İbrahim Halil Okuyan
17 Temmuz 2006
Pek de makbul olmayan bir şov proğramının yapımcısı Savaş Ay, Star televizyonunda Serkan Tekin adında bir araştırmacı yazar (!), Proğramına çıkarmış. Nasıl bir araştırmacı yazar olduğunu kendisi çabucak ortaya koydu. Kesin bir fetva (!) Ile “Balıklıgöl kutsal değil” dedi. Halim selim “Efsane” kelimesi ile boşboğazları anımsatan “Safsata” kelimesini aynı anlamda kullandı. Aslında “Halilürrahman ve Ayn-ı Zeliha adı verilen Balıklıgöllerimizin müslümanlar, hristiyanlar, museviler tarafından bu üç din mensuplarınca kabul edilen kutsallığını bir tarafa attı. ınanca saygıyı unuttu “ yanmayan odunlar nasıl balık olur?” Düşüncesine taktı. Allah’ın kudreti ile bir insanın alevlerin içinde niçin yanmadığını, oranın nasıl güllük-gülistanlık bir yer haline geldiğini düşünmedi…
Allah’ın kudretine inananlar için bütün olayların olabileceğine kanaat getirilir. Bir kısmı zaten Kur’anda ayetler halinde anlatılmaktadır. Tabii anlayabilene… Bir kısmını da halkın iz’anı efsane haline getirmekte, olayı tamamlamaktadır.
Efsaneye inanılır veya inanılmaz. O kişinin kendi bileceğidir. Ama milyonlarca insanın inandığı bir kutsal’a saldırılmaz. ınanç sahiplerinin önü kesilmez. Bu nasıl araştırmacı yazarlık. Yoksa ömründe iki kitap okumamış, bir kaynak eseri taramamış; Osmanlıcayı , bir batı veya doğu dilini öğrenmemiş; bir kartvizit bastırarak “araştırmacı yazar payesine ulaşmış bir hevesli mi Sayın Tekin? Nedense ekrandaki fikirleri ile bizde o intiba uyandı. Inşallah yanılmışızdır.
Türk Dil Kurumu Sözlüğü “Efsane”yi şöyle tarif ediyor. “Halkın imgesinde doğarak ağızdan ağıza dolaşan ve konusu çok defa olağanüstü nitelikte olan hikâye..”

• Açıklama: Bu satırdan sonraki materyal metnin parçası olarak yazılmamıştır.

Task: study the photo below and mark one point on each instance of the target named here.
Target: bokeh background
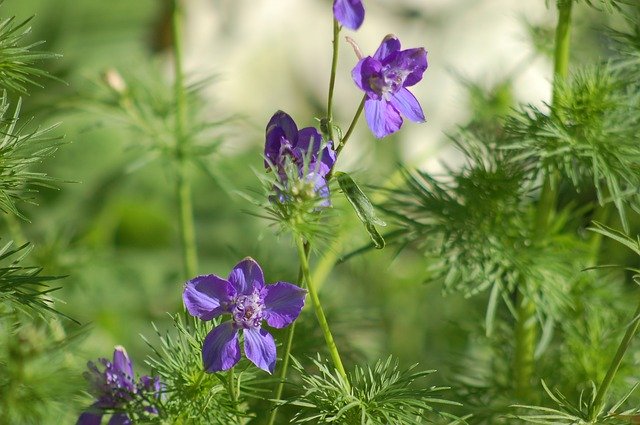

Hikâye; bilindiği üzere olmuş veya olması mümkün olan… Buna göre, Balıklıgöllerimizdeki bütün olayları bir efsane olarak kabul etsek de yalan yanlış şeyler, boş sözler, yanı safsata değildir. Bir kısmı Kur’an ayetlerine, inancımıza göre tam yaşanmıştır. Bir kısmı da halkımızın asırlar boyunca süren bir tamamlamasıdır. Saygıya lâyıktır. Yine Aynı sözlük (TDK) “Safsata, kelimesi için de; “Boş ve temelsiz söz” kaydını söyleyelim. Bizim kutsalımız Balıklıgöllerdeki bütün hadiseler efsane mi, safsata mı?
Bazı meseleleri iyice araştırmadan televizyon ekranlarına çıkıp yalan-yanlış anlatmalarınız doğru mu? Bu tür yanlış saplantılarınız doğru mu? Bu tür yanlış saplantılarınız kime ne kazandırıyor ?
Sonra “Efsane”yi hafife almak da doğru birşey değil. Efsaneler aylık insanlara ve Milletlerce çok güzel ipuçları veriyor, doğruya, gerçeğe anlaşmalarında yardımcı oluyor. Bugüne kadar bu yolla çok güzel sonuçlara ulaşılmış, çok güzel kazanımlar elde edilmiştir. Binlerce yıl öncesinden gelen efsanelerle tarihi gerçekler ortaya çıkarılmış, kültürel ve ekonomik anlamda zenginlikler elde edilmiştir. Turizmde çok istifade edilmiştir.
Urfa’da Hazreti Adem aleyhisselâmın Harran’da çift sürdüğü, buğday ektiği bir efsane idi. Bugün Göbeklitepe’deki tarihi bilgiler ve dünyanın birçok ülkesindeki yayınlardan öğreniyoruz ki, yaşananlar efsanenin çok ötesinde bir gerçek, inşallah zamanla iş daha iyi aydınlanacak ve efsaneleri hor görme alışkanlığında olanlar mahcup olup utanacaklardır. şimdilik “anlayana bu kadar yeter” diyoruz.